When you sweep away the theatre and the rhetoric, not much changed in the budget. The critical point appears to be that the reduction in borrowing from forecasts because of higher revenue has been retained and not given away, so borrowing requirements overall are reduced and that should please the markets. Darling has certainly not lost the election today for Labour, neither has he won it either. Cameron gave a good Parliamentary attack performance, but nobody is any the wiser what the Tories would do if they win. The opinion poll stalemate is unlikely to be changed by what we know of either of the main parties’ intentions, if they have to really get down to business after the election. Indeed we know little or nothing of the specifics.
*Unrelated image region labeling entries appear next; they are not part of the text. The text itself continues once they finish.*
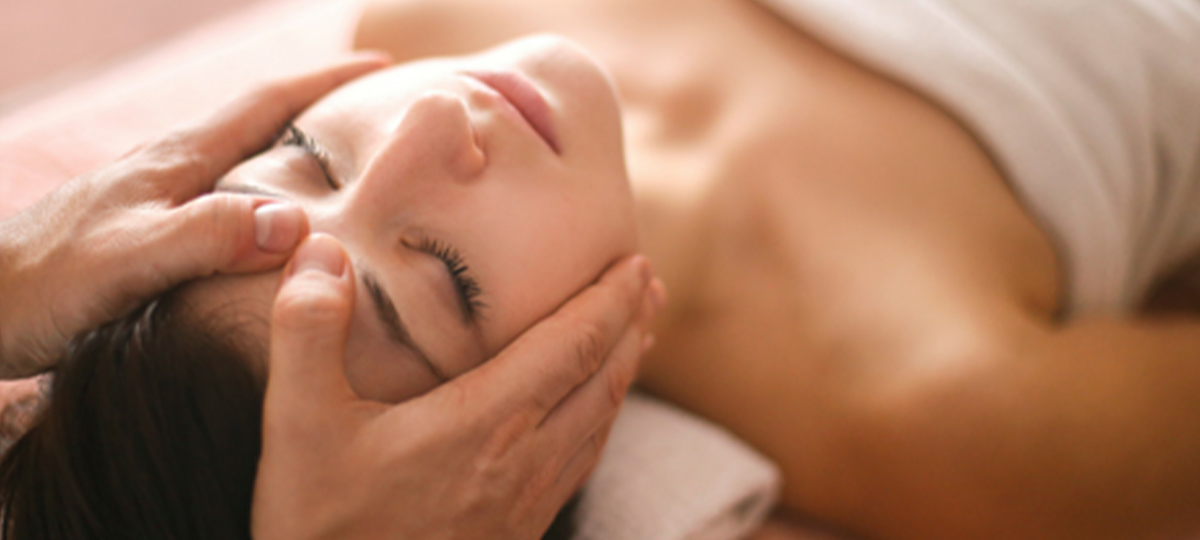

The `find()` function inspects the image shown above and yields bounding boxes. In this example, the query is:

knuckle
[605,364,630,408]
[185,194,254,268]
[571,320,607,378]
[272,283,353,330]
[475,415,532,463]
[146,130,212,187]
[244,79,290,115]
We do know that nobody offers a true reform of income tax and its relationship to vat, a means of controlling house prices, a reduction in housing costs as a percentage of income, a shift from the financial sector to science and industry as a proprtion of economic activity, an increase in saving and a reduction in personal borrowing, a moving of the green economy to centre stage or the re-casting of the economy to a more socially just model. Nor is there a frank acceptance that at 52% of the whole, the state sector of the economy is far too large.  There are bits and pieces around from all the parties which  do things here and there to help, but these are small beer with no coherent plan.

There is still the danger that we come out of recession with the same economic model that took us in, with just a few refinements at the margin. Such a bodge will have only one outcome. Long term decline.